SARB Governor is working on lowering the country’s 3-6% inflation target range

South African policymakers are considering lowering the central bank’s inflation target, according to the governor, Lesetja Kganyago. 

He suggested to the news agency Reuters that a reduction from the current 3% to 6% range could enhance the country’s competitiveness and align the central bank more closely with its international counterparts. Kganyago expressed a preference for adjusting the target before 2025. 

The discussions, involving teams from the South African Reserve Bank (SARB) and the National Treasury, aim to determine an appropriate new range and assess associated risks. 

This move follows South Africa’s adoption of an inflation-targeting framework in 2000, with previous plans to lower the target not actualized. Kganyago has been a long-standing advocate for reducing the target range, considering the failure to do so a significant oversight.

Kganyago criticized the current inflation target range (3% to 6%) for being excessively broad, arguing it leads to higher inflation expectations than desired by the South African Reserve Bank (SARB). 

He also highlighted the substantial uncertainty surrounding the upcoming general elections in May, noting that this uncertainty contributes to maintaining a high risk premium for the country. This premium represents the additional return investors require to offset local risks. 

Furthermore, Kganyago mentioned that President Cyril Ramaphosa has taken steps to reduce some of this uncertainty by promoting stability within crucial institutions, including the revenue service and the central bank itself. 

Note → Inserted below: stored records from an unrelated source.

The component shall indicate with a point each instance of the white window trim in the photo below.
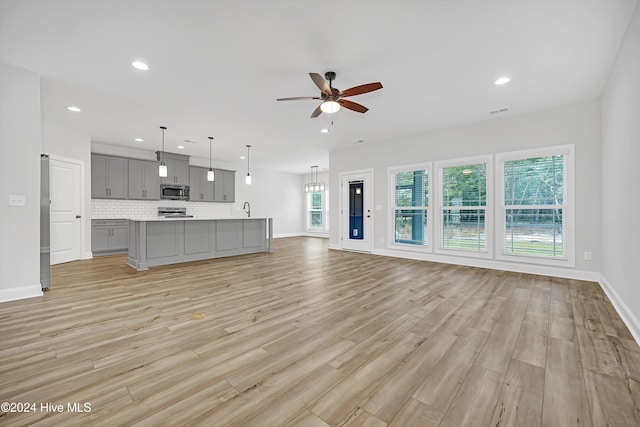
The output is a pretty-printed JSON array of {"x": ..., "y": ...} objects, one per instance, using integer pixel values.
[
  {"x": 391, "y": 174},
  {"x": 569, "y": 205},
  {"x": 489, "y": 214},
  {"x": 323, "y": 210}
]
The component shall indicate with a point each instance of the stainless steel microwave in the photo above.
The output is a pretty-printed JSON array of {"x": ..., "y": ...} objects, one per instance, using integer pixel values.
[{"x": 174, "y": 192}]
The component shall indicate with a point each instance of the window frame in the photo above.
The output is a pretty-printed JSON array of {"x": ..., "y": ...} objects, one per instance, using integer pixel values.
[
  {"x": 568, "y": 206},
  {"x": 324, "y": 210},
  {"x": 488, "y": 252},
  {"x": 391, "y": 173}
]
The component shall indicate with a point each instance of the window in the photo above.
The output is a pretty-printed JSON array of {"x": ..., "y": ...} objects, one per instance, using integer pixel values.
[
  {"x": 318, "y": 211},
  {"x": 411, "y": 214},
  {"x": 463, "y": 207},
  {"x": 314, "y": 211},
  {"x": 534, "y": 206}
]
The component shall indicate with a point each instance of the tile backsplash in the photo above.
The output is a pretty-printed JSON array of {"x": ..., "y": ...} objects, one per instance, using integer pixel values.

This comes after Kganyago’s term as SARB governor was extended for another five years, underscoring a commitment to continuity at the helm of the central bank. In his upcoming third term starting in November, Kganyago emphasized that his work concerning inflation control is ongoing and far from complete. 

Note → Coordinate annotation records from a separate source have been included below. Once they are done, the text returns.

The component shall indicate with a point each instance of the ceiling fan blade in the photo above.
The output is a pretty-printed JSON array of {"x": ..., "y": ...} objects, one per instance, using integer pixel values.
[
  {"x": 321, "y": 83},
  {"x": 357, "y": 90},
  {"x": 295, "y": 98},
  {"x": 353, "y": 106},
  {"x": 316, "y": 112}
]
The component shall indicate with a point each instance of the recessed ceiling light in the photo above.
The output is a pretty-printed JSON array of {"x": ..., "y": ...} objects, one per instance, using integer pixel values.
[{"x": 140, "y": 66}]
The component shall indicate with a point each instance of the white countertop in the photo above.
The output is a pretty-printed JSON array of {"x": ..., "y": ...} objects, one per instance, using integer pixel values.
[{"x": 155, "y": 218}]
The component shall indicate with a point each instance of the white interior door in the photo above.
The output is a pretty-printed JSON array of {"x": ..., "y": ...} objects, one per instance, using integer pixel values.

He believes that the pathway to diminishing South Africa’s risk premium fundamentally rests on the implementation of prudent macroeconomic and fiscal policies. 

Notably, inflation in South Africa escalated to 5.6% year-on-year in February, and according to projections, the central bank anticipates it will decrease to 4.5% by the fourth quarter of 2025. 

Kganyago’s focus remains steadfast on achieving a more stable and lower inflation environment, aligning with his efforts to adjust the central bank’s inflation target range.